O número de desalojados na Paraíba em decorrência das fortes chuvas do último final de semana, uma das maiores nos últimos 30 anos, subiu para mais de 2,2 mil pessoas, segundo boletim do Ministério da Integração e do Desenvolvimento Regional (MIDR), divulgado neste domingo (3).
As chuvas registradas desde 1º de maio já afetaram mais de 16,1 mil pessoas em todo o estado. Técnicos da Defesa Civil Nacional passaram a atuar no auxílio à reconstrução das áreas atingidas.
Os dados divulgados pelo MIDR neste domingo (3) ainda apontam que a Paraíba tem 13 municípios afetados pelas chuvas, 2.210 desalojados, 703 desabrigados, dois mortos e 13 decretos municipais de situação de emergência reconhecidos no estado.
No estado, as chuvas já deixaram duas mortes por choque elétrico e levaram municípios a decretarem situação de emergência, em meio a alagamentos, deslizamentos e famílias desabrigadas.

No sábado (2), a Paraíba já tinha mais de 16 mil afetados pelas chuvas, sendo que destes, entre 514 e 624 pessoas eram pessoas desalojadas e cerca de 703 pessoas estavam desabrigadas.
Das 13 cidades que, segundo o MIDR, decretaram situação de emergência por causa das chuvas, oito já oficializaram a medida, sendo elas, o Conde, Bayeux, Santa Rita, Rio Tinto, Massaranduba, Lagoa Seca, Itatuba e Ingá.
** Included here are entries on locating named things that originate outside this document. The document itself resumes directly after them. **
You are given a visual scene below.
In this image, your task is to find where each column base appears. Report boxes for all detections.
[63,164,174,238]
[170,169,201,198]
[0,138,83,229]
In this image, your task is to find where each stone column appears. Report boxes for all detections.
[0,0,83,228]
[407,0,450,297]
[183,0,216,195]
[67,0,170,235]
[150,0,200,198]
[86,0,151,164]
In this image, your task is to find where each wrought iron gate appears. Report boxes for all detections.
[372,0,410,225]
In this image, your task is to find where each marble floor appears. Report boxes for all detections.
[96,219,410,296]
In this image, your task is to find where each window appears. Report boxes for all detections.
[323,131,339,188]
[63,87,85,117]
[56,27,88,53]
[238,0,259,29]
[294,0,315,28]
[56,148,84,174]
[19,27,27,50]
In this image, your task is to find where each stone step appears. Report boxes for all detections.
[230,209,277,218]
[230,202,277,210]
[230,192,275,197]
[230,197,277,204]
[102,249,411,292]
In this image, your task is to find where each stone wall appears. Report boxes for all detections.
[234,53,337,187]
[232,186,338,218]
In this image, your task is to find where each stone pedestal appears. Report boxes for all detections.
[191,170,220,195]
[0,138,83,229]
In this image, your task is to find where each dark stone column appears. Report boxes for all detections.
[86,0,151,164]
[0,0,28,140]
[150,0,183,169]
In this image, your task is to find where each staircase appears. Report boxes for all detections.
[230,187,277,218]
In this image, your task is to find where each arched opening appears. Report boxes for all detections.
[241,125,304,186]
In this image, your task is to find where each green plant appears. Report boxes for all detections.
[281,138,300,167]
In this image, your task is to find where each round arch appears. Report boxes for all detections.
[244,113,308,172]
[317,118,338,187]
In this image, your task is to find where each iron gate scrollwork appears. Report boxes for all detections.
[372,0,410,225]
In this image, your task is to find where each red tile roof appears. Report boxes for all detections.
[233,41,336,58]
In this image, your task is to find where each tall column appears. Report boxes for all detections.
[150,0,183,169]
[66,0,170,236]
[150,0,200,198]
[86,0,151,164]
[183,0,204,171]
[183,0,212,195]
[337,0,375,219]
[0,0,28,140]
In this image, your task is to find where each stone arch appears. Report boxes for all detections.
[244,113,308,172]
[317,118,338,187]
Entre os municípios com maior número de afetados, Bayeux concentra cerca de 12 mil pessoas. Rio Tinto aparece em seguida, com aproximadamente 2.400 atingidos, enquanto Mamanguape registra cerca de 500 pessoas. Em Sapé, são 310 famílias impactadas, o que corresponde a cerca de 1.240 pessoas, e em Ingá, mais de 50 famílias foram afetadas.
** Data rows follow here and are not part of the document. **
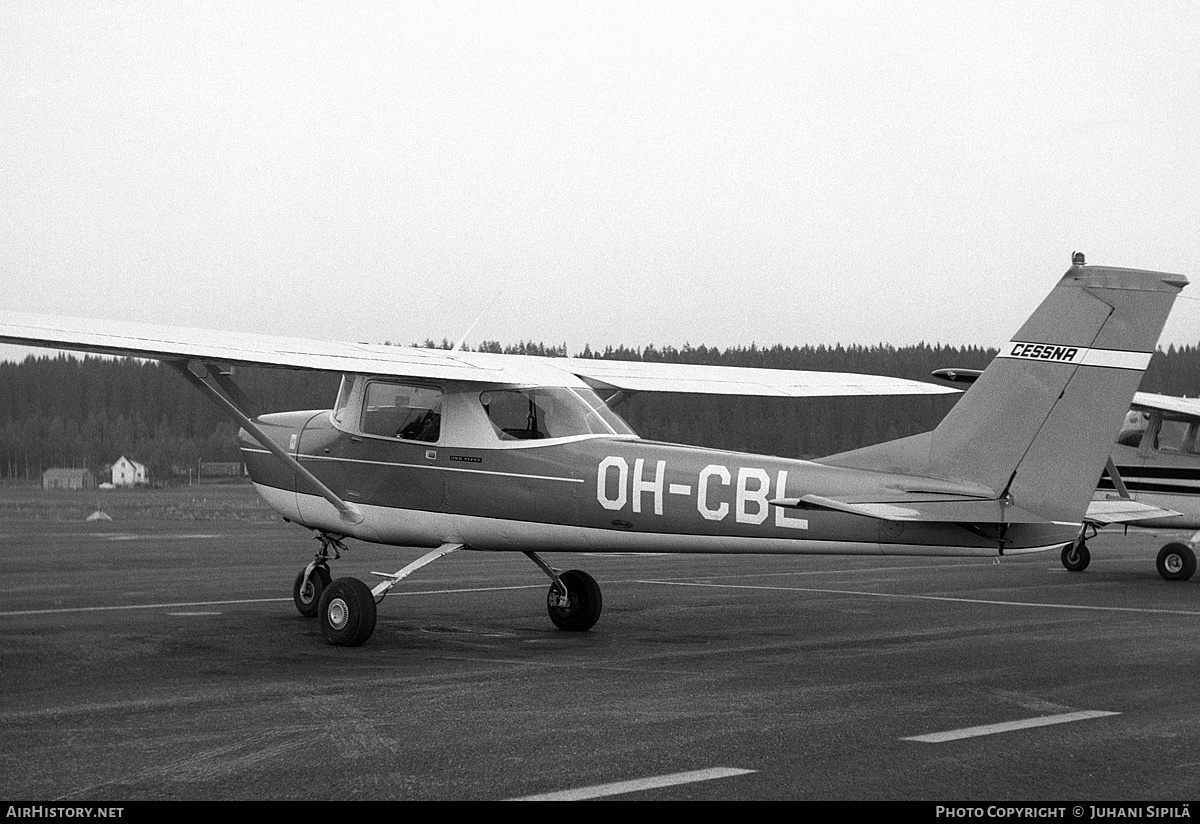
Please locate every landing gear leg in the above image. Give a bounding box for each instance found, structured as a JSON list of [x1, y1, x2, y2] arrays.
[[292, 533, 346, 618], [526, 552, 604, 632], [1061, 523, 1098, 572], [317, 543, 463, 646]]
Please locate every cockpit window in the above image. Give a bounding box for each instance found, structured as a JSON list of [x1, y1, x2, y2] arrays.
[[362, 380, 442, 444], [334, 374, 359, 423], [1154, 420, 1196, 452], [479, 386, 634, 440]]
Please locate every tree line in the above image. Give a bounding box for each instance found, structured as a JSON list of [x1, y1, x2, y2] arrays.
[[0, 341, 1200, 482]]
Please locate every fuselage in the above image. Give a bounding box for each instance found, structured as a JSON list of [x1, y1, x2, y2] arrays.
[[241, 376, 1076, 555]]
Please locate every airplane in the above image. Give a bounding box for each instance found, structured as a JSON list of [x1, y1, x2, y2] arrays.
[[934, 379, 1200, 581], [0, 259, 1187, 646]]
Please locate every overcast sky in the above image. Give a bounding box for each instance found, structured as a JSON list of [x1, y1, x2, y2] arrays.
[[0, 0, 1200, 364]]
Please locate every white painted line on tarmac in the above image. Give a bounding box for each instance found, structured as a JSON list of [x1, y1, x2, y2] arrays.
[[0, 584, 546, 618], [636, 581, 1200, 617], [900, 710, 1121, 744], [0, 599, 292, 618], [509, 766, 756, 801]]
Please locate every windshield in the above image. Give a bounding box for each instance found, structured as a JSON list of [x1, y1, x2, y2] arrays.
[[479, 386, 634, 440]]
Na cidade de Sapé foram contabilizadas 310 famílias atingidas (cerca de 1.240 pessoas), enquanto Ingá registra mais de 50 famílias impactadas (aproximadamente 200 pessoas). Cabedelo soma 68 pessoas afetadas, e Guarabira tem três pessoas registradas, com dados ainda pendentes da zona rural.
Em Santa Rita, o Rio Paraíba subiu mais de sete metros, deixando comunidades ilhadas e exigindo resgates com motos aquáticas. Em Rio Tinto, a cheia do Rio Mamanguape alagou cerca de 600 casas.
Já no Ingá, uma ponte se rompeu parcialmente, isolando o acesso à UPA local. Já em Pedras de Fogo, uma cratera se abriu na rodovia PB-032.
O governador da Paraíba, Lucas Ribeiro (Progressistas), que tem visitado as cidades mais afetadas com o temporal, anunciou que vai decretar situação de calamidade pública no estado, após as fortes chuvas que causaram alagamentos e danos estruturais em diversas cidades.
O Governo da Paraíba está realizando a Campanha de Solidariedade Urgente, coordenada pela Secretaria de Estado do Desenvolvimento Humano (Sedh), para assistir à população atingida pelas fortes chuvas que caíram no Estado nesses últimos dias.
Por conta das chuvas, equipes da Defesa Civil Nacional chegam à Paraíba neste domingo (3) para garantir apoio aos municípios atingidos. Os técnicos devem orientar as prefeituras sobre o reconhecimento federal de situação de emergência, além da solicitação de recursos para assistência humanitária, restabelecimento e reconstrução.
O ministro da Integração e do Desenvolvimento Regional, Waldez Góes, afirmou que está em contato com autoridades locais para acompanhar a situação das chuvas na Paraíba e garantir o apoio do Governo Federal às ações de resposta.